Jonah reconoció a la perfección aquella clase de desesperación, y sentado en la caravana, mientras la claridad matutina penetraba al sesgo por las ventanas mugrientas, casi sintió que Troy estaba sentado a su lado. Sincerándose. Casi sintió que la carta estaba destinada a él en lugar de a Judy Keene. «Ten piedad de mí», le decía Troy, y Jonah imaginó que alargaba la mano y la cerraba sobre su muñeca.

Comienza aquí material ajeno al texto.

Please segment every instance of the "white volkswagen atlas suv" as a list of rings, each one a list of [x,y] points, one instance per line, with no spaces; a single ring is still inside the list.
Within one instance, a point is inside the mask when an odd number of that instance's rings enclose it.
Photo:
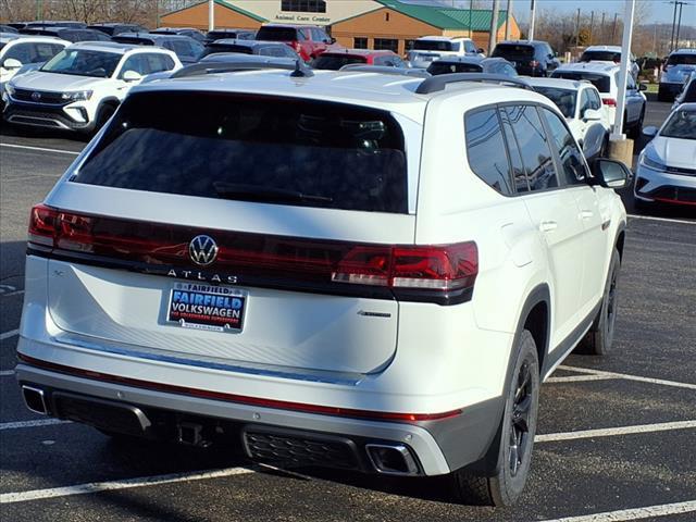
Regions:
[[[92,133],[146,75],[182,67],[172,51],[113,41],[73,44],[5,84],[5,121]]]
[[[540,382],[611,348],[627,169],[515,78],[265,66],[134,88],[34,207],[27,406],[512,502]]]

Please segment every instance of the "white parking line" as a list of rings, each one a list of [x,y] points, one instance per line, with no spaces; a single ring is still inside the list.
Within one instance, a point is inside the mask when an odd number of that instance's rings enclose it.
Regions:
[[[3,332],[0,334],[0,340],[9,339],[10,337],[14,337],[20,333],[18,330],[11,330],[10,332]]]
[[[577,438],[614,437],[617,435],[634,435],[636,433],[667,432],[670,430],[688,430],[696,427],[696,421],[662,422],[659,424],[638,424],[635,426],[604,427],[599,430],[582,430],[577,432],[548,433],[534,437],[535,443],[556,443],[558,440],[575,440]]]
[[[696,511],[696,500],[685,502],[647,506],[645,508],[622,509],[604,513],[583,514],[581,517],[566,517],[564,519],[546,520],[544,522],[626,522],[630,520],[666,517],[668,514],[683,514]]]
[[[0,147],[8,147],[11,149],[39,150],[41,152],[55,152],[58,154],[79,156],[79,152],[75,152],[72,150],[47,149],[46,147],[29,147],[28,145],[0,144]]]
[[[0,431],[18,430],[22,427],[50,426],[53,424],[70,424],[70,421],[61,421],[60,419],[37,419],[35,421],[3,422],[0,424]]]
[[[696,225],[696,221],[675,220],[674,217],[654,217],[651,215],[636,215],[636,214],[627,214],[627,215],[633,220],[664,221],[667,223],[684,223],[686,225]]]
[[[560,370],[568,370],[570,372],[589,373],[593,375],[604,375],[607,377],[623,378],[625,381],[636,381],[638,383],[660,384],[662,386],[672,386],[674,388],[696,389],[696,384],[692,384],[692,383],[680,383],[676,381],[666,381],[663,378],[642,377],[641,375],[629,375],[626,373],[605,372],[601,370],[591,370],[589,368],[567,366],[567,365],[560,365],[558,368]]]
[[[188,473],[170,473],[166,475],[142,476],[138,478],[125,478],[123,481],[90,482],[76,486],[51,487],[49,489],[34,489],[29,492],[3,493],[0,495],[0,504],[26,502],[44,498],[67,497],[71,495],[85,495],[88,493],[113,492],[115,489],[128,489],[133,487],[158,486],[173,484],[175,482],[204,481],[223,476],[244,475],[256,473],[247,468],[226,468],[214,471],[194,471]]]
[[[613,375],[568,375],[562,377],[548,377],[545,383],[584,383],[585,381],[608,381],[618,378]]]

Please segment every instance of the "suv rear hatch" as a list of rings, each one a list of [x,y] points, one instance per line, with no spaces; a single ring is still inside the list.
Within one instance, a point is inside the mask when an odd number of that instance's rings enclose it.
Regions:
[[[427,268],[430,256],[394,247],[414,237],[405,150],[385,111],[133,94],[33,211],[50,314],[103,346],[380,371],[396,349],[396,259]]]

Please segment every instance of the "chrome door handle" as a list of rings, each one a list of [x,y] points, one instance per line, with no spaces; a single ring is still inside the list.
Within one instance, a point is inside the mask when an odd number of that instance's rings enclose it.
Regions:
[[[558,223],[555,221],[543,221],[539,224],[539,231],[542,232],[552,232],[558,228]]]
[[[592,210],[581,210],[580,211],[580,216],[583,220],[588,220],[591,219],[593,215],[595,215],[595,213]]]

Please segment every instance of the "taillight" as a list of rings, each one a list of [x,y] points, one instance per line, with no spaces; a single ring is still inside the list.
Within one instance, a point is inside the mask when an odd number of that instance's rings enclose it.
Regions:
[[[478,251],[473,241],[446,246],[357,247],[332,281],[390,288],[451,291],[473,286]]]
[[[219,247],[204,268],[189,253],[190,241],[201,234]],[[468,300],[478,273],[473,241],[355,244],[78,214],[45,204],[32,209],[28,236],[36,256],[60,253],[77,262],[197,281],[440,304]]]
[[[45,247],[53,247],[58,226],[58,210],[46,204],[37,204],[29,215],[28,241]]]

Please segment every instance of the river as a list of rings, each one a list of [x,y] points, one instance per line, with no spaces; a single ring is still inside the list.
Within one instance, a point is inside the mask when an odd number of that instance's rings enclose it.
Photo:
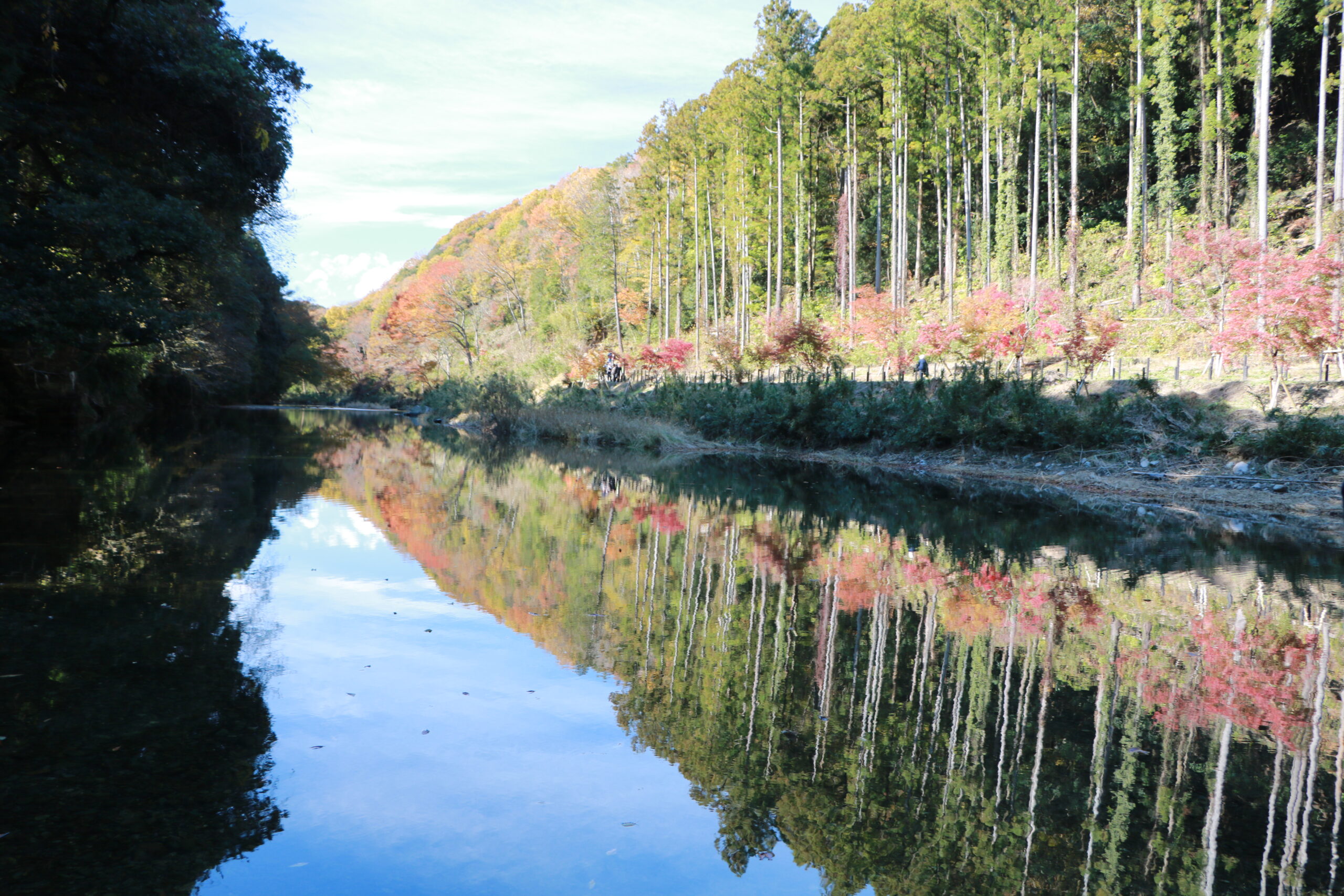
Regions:
[[[1324,893],[1344,563],[234,411],[0,457],[0,885]]]

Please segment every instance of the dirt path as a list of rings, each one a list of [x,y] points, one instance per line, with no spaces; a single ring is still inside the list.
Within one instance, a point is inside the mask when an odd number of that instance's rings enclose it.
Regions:
[[[790,451],[714,445],[688,453],[742,454],[891,470],[943,482],[1067,500],[1106,513],[1202,521],[1228,532],[1308,537],[1344,547],[1340,467],[1251,466],[1242,476],[1222,463],[1152,463],[1130,453],[1091,454],[1077,461],[1050,454],[1016,457],[945,451],[866,455],[853,451]],[[1218,478],[1214,478],[1218,477]],[[1257,488],[1258,486],[1258,488]],[[1278,489],[1278,490],[1275,490]]]

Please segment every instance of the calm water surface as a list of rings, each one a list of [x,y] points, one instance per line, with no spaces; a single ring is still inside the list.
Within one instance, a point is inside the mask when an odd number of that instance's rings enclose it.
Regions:
[[[374,415],[7,445],[0,887],[1344,889],[1341,572]]]

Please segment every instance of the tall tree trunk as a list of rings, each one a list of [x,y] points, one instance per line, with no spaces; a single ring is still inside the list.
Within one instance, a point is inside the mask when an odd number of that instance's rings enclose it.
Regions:
[[[1255,94],[1255,238],[1269,244],[1269,91],[1274,62],[1274,0],[1265,0]]]
[[[1196,63],[1199,67],[1199,223],[1212,218],[1214,152],[1208,114],[1208,12],[1204,0],[1195,3]]]
[[[1231,172],[1228,171],[1230,160],[1228,153],[1231,152],[1228,146],[1227,136],[1227,111],[1223,107],[1226,99],[1226,83],[1227,75],[1223,67],[1223,56],[1227,44],[1227,36],[1223,34],[1223,0],[1215,0],[1214,4],[1214,40],[1216,42],[1215,50],[1215,83],[1214,83],[1214,140],[1218,150],[1218,165],[1216,165],[1216,192],[1218,192],[1218,218],[1223,227],[1232,226],[1232,181]]]
[[[986,39],[988,43],[988,39]],[[985,286],[995,278],[995,214],[989,185],[989,54],[985,54],[985,79],[980,86],[980,239],[985,257]]]
[[[1079,67],[1079,0],[1074,0],[1074,64],[1073,95],[1068,102],[1068,304],[1078,304],[1078,240],[1082,224],[1078,220],[1078,67]]]
[[[1059,283],[1059,87],[1050,85],[1050,269]]]
[[[1331,15],[1321,17],[1321,71],[1316,94],[1316,247],[1325,239],[1325,78],[1331,70]]]
[[[1138,185],[1138,244],[1134,251],[1134,293],[1132,305],[1138,308],[1144,302],[1144,273],[1148,262],[1148,102],[1145,98],[1145,71],[1144,71],[1144,5],[1142,0],[1134,0],[1134,60],[1137,95],[1134,97],[1134,153],[1138,169],[1136,180]]]
[[[1031,271],[1028,274],[1031,292],[1028,293],[1028,306],[1036,304],[1036,265],[1040,254],[1040,60],[1036,60],[1036,124],[1031,138],[1031,234],[1027,244],[1031,255]]]
[[[1340,17],[1339,78],[1344,82],[1344,16]],[[1339,107],[1335,113],[1335,261],[1344,269],[1344,83],[1336,87]],[[1344,274],[1335,281],[1331,297],[1331,341],[1340,344],[1340,305],[1344,296]]]
[[[798,171],[793,176],[793,322],[802,321],[802,93],[798,93]]]
[[[700,332],[710,313],[710,297],[704,290],[704,259],[700,257],[700,156],[691,160],[691,196],[695,201],[695,363],[700,363]],[[702,293],[704,293],[702,296]],[[700,306],[704,306],[704,314]]]
[[[891,283],[891,310],[896,310],[900,306],[900,278],[896,274],[896,257],[900,251],[900,224],[898,222],[899,211],[899,193],[900,193],[900,168],[898,161],[899,145],[900,145],[900,69],[895,66],[892,60],[892,74],[891,74],[891,164],[887,165],[891,169],[891,227],[888,239],[891,240],[891,249],[887,253],[888,265],[891,273],[887,277],[887,282]]]
[[[784,316],[784,122],[774,118],[774,304]]]
[[[878,228],[878,239],[872,244],[872,292],[882,292],[882,140],[878,140],[878,216],[874,224]]]
[[[1176,11],[1159,0],[1157,19],[1157,224],[1163,231],[1163,269],[1171,263],[1176,230]]]
[[[923,286],[923,179],[915,185],[915,298]]]

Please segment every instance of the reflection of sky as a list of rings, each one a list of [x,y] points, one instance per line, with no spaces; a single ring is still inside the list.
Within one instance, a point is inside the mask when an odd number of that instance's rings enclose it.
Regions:
[[[818,891],[782,845],[732,876],[714,813],[630,750],[617,682],[438,592],[344,505],[310,498],[278,529],[254,567],[271,571],[269,600],[242,611],[274,630],[271,780],[288,818],[203,893]]]

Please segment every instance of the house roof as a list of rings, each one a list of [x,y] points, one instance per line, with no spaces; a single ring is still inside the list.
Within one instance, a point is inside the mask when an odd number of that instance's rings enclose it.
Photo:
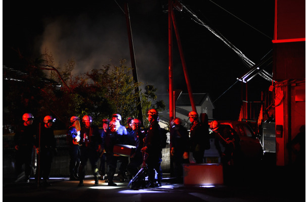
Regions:
[[[192,93],[193,100],[196,106],[200,106],[207,97],[209,96],[208,93]],[[169,106],[169,94],[168,93],[159,94],[157,95],[158,100],[163,100],[167,107]],[[211,98],[210,99],[211,100]],[[190,106],[190,99],[188,93],[181,93],[176,100],[177,106]]]

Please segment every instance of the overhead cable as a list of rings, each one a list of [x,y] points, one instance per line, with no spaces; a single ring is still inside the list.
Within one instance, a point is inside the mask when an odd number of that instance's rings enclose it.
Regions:
[[[197,24],[203,26],[208,29],[210,32],[214,34],[216,37],[221,39],[226,45],[229,47],[231,48],[235,53],[240,57],[240,58],[244,62],[244,64],[249,68],[251,68],[255,64],[252,61],[250,60],[247,57],[246,57],[243,53],[239,50],[236,47],[232,44],[230,41],[229,41],[226,38],[225,38],[222,34],[219,34],[217,32],[215,31],[213,29],[210,27],[210,26],[207,25],[204,22],[200,20],[198,17],[193,13],[193,12],[189,9],[187,6],[181,3],[183,6],[183,8],[189,13],[190,15],[193,18],[193,20],[194,22]],[[272,81],[272,76],[270,74],[265,72],[264,70],[263,70],[261,72],[259,72],[259,74],[265,79]]]
[[[214,4],[215,5],[217,6],[218,7],[220,8],[221,9],[222,9],[222,10],[223,10],[224,11],[226,11],[226,12],[227,12],[228,13],[229,13],[229,14],[233,16],[234,17],[237,18],[238,20],[240,20],[241,21],[242,21],[242,22],[243,22],[244,23],[246,24],[247,25],[249,26],[249,27],[251,27],[252,29],[255,29],[255,30],[256,30],[257,31],[260,32],[261,34],[263,34],[264,35],[265,35],[265,36],[266,36],[267,37],[270,38],[271,40],[273,40],[273,38],[269,36],[268,36],[267,35],[265,34],[264,33],[262,32],[262,31],[259,30],[258,29],[255,28],[254,27],[253,27],[252,26],[249,25],[249,24],[248,24],[247,23],[246,23],[246,22],[244,21],[243,20],[242,20],[242,19],[241,19],[240,18],[237,17],[237,16],[235,16],[234,15],[232,14],[232,13],[231,13],[230,12],[229,12],[229,11],[227,11],[226,9],[224,9],[223,8],[222,8],[222,7],[221,7],[220,6],[219,6],[219,5],[218,5],[217,4],[216,4],[216,3],[213,2],[211,0],[209,0],[209,1],[210,1],[211,2],[212,2],[212,3]]]

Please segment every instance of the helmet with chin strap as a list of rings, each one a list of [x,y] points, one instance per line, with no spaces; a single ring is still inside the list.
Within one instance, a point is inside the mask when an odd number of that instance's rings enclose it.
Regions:
[[[22,116],[22,120],[24,121],[28,121],[30,120],[34,119],[34,117],[32,114],[25,113]]]
[[[54,123],[56,121],[56,119],[53,119],[53,117],[51,116],[46,116],[44,117],[44,120],[43,122],[45,123],[48,123],[50,122]]]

—Ya sé que es posible que no te lo creas —se imaginaba diciendo—, pero comprendo lo que dices. —Había depositado la palma de la mano sobre las palabras de la carta. ¿Podía decirle: «de veras quiero ayudarte»? ¿«Quiero ser un hermano para ti»?
Probablemente no.
Pero le gusta pensar en ello. Bajo la nieve que cae sin cesar, frente a la ventana de Loomis, vislumbra vagamente la forma del niño tenuemente iluminada por una lamparilla. Loomis está tapado con la colcha y su cabeza dormida sobresale del edredón con motivos de naves espaciales. Jonah apoya la yema de los dedos contra el vidrio y contempla los copos de nieve que se estrellan contra ellos y se derriten. Sabe que la nieve se está acumulando sobre sus hombros y su cabello y le agrada pensar que en cierto modo Loomis sabe que su nuevo tío cuida de él.
Ten piedad de mí, piensa Jonah, y le gustaría que el cristal se licuara ante su contacto, que su mano lo atravesara y que las paredes y las ventanas del mundo entero cediesen a su paso. Solo por esta vez.